IV. The conclusion of the whole matter is, Begin on the spot, to trust and to serve Jesus Christ.

These are the best things to plant—simple reliance upon His death for your forgiveness, upon His power to make you pure and clean; simple submission to His commandment. Oh! dear young friend; if you have these in your hearts everything will come right. You will get habit on your side, and that is much; and you will be saved from a great deal of misery which would be yours if you went wrong first, and then came right.

If you will plant a cutting of the tree of life in your heart it will yield everything to you when it grows. The people in the South Seas, if they have a palm-tree, can get out of it bread and drink, food, clothing, shelter, light, materials for books, cordage for their boats, needles to sew with, and everything. If you will take Jesus Christ, and plant Him in your hearts, everything will come out of that. That Tree 'bears twelve manners of fruits, and yields His fruit every month.' With Christ in your heart all other fair things will be planted there; and with Him in your heart, all evil things which you may already have planted there, will be rooted out. Just as when some strong exotic is carried to some distant land and there takes root, it exterminates the feebler vegetation of the place to which it comes; so with Christ in my heart the sins, the evil habits, the passions, the lusts, and all other foul spawn and offspring, will die and disappear. Take Him, then, dear friend! by simple faith, for your Saviour. He will plant the good seed in your spirit, and 'instead of the briar shall come up the myrtle.' Your lives will become fruitful of goodness and of joy, according to that ancient promise: 'The righteous shall flourish like the palm-tree; he shall grow like a cedar in Lebanon. Those that be planted in the house of the Lord shall flourish in the courts of our God.
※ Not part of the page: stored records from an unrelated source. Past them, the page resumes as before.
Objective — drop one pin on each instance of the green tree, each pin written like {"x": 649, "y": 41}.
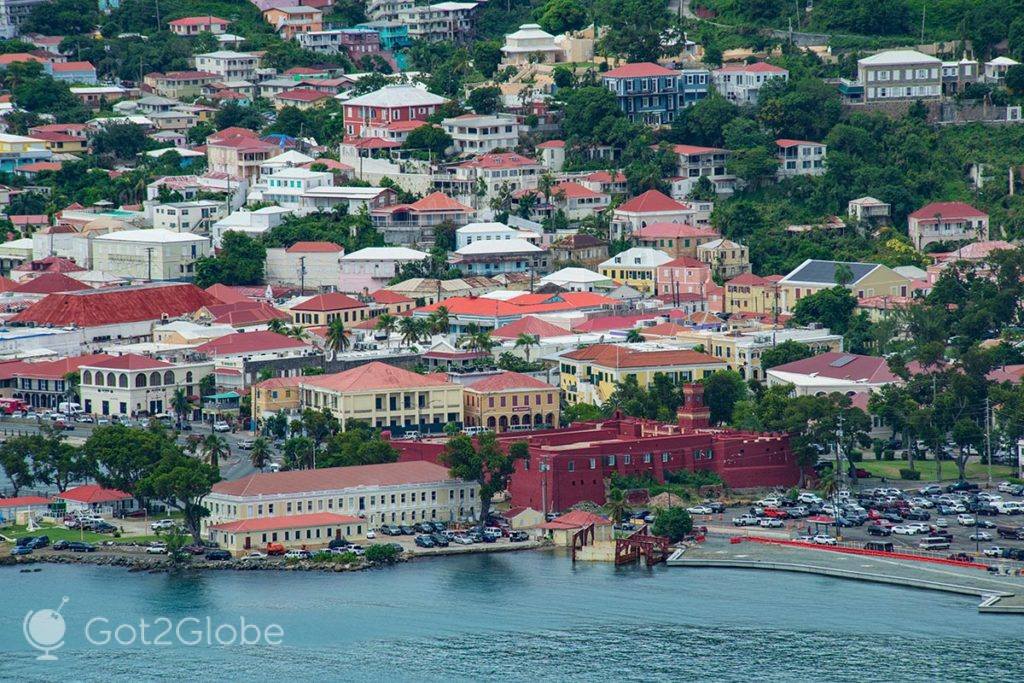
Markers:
{"x": 722, "y": 390}
{"x": 484, "y": 463}
{"x": 484, "y": 99}
{"x": 675, "y": 523}
{"x": 785, "y": 352}
{"x": 428, "y": 138}
{"x": 182, "y": 483}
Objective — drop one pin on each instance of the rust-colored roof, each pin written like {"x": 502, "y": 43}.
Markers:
{"x": 508, "y": 381}
{"x": 375, "y": 375}
{"x": 117, "y": 305}
{"x": 334, "y": 478}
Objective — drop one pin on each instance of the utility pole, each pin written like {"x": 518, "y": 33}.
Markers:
{"x": 988, "y": 439}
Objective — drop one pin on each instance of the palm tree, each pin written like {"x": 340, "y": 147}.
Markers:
{"x": 181, "y": 404}
{"x": 410, "y": 330}
{"x": 337, "y": 338}
{"x": 386, "y": 323}
{"x": 215, "y": 447}
{"x": 260, "y": 455}
{"x": 525, "y": 341}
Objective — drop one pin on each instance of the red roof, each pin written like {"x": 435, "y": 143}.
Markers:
{"x": 24, "y": 501}
{"x": 675, "y": 230}
{"x": 334, "y": 478}
{"x": 314, "y": 247}
{"x": 948, "y": 211}
{"x": 286, "y": 522}
{"x": 48, "y": 283}
{"x": 529, "y": 325}
{"x": 117, "y": 305}
{"x": 387, "y": 296}
{"x": 508, "y": 381}
{"x": 439, "y": 202}
{"x": 521, "y": 305}
{"x": 785, "y": 142}
{"x": 302, "y": 95}
{"x": 651, "y": 202}
{"x": 375, "y": 375}
{"x": 639, "y": 70}
{"x": 129, "y": 361}
{"x": 839, "y": 366}
{"x": 198, "y": 20}
{"x": 610, "y": 355}
{"x": 72, "y": 66}
{"x": 93, "y": 494}
{"x": 248, "y": 342}
{"x": 330, "y": 301}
They shall still bring forth fruit in old age.'

ETERNITY IN THE HEART

'He hath made every thing beautiful in his time: also He hath set the world in their heart.'—ECCLES. iii. 11.

There is considerable difficulty in understanding what precise meaning is to be attached to these words, and what precise bearing they have on the general course of the writer's thoughts; but one or two things are, at any rate, quite clear.

The Preacher has been enumerating all the various vicissitudes of prosperity and adversity, of construction and destruction, of society and solitude, of love and hate, for which there is scope and verge enough in one short human life; and his conclusion is, as it always is in the earlier part of this book, that because there is such an endless diversity of possible occupation, and each of them lasts but for a little time, and its opposite has as good a right of existence as itself; therefore, perhaps, it might be as well that a man should do nothing as do all these opposite things which neutralise each other, and the net result of which is nothing. If there be a time to be born and a time to die, nonentity would be the same when all is over. If there be a time to plant and a time to pluck, what is the good of planting? If there be a time for love and a time for hate, why cherish affections which are transient and may be succeeded by their opposites?

And then another current of thought passes through his mind, and he gets another glimpse somewhat different, and says in effect, 'No! that is not all true—God has made all these different changes, and although each of them seems contradictory of the other, in its own place and at its own time each is beautiful and has a right to exist.' The contexture of life, and even the perplexities and darknesses of human society, and the varieties of earthly condition—if they be confined within their own proper limits, and regarded as parts of a whole—they are all co-operant to an end. As from wheels turning different ways in some great complicated machine, and yet fitting by their cogs into one another, there may be a resultant direct motion produced even by these apparently antagonistic forces.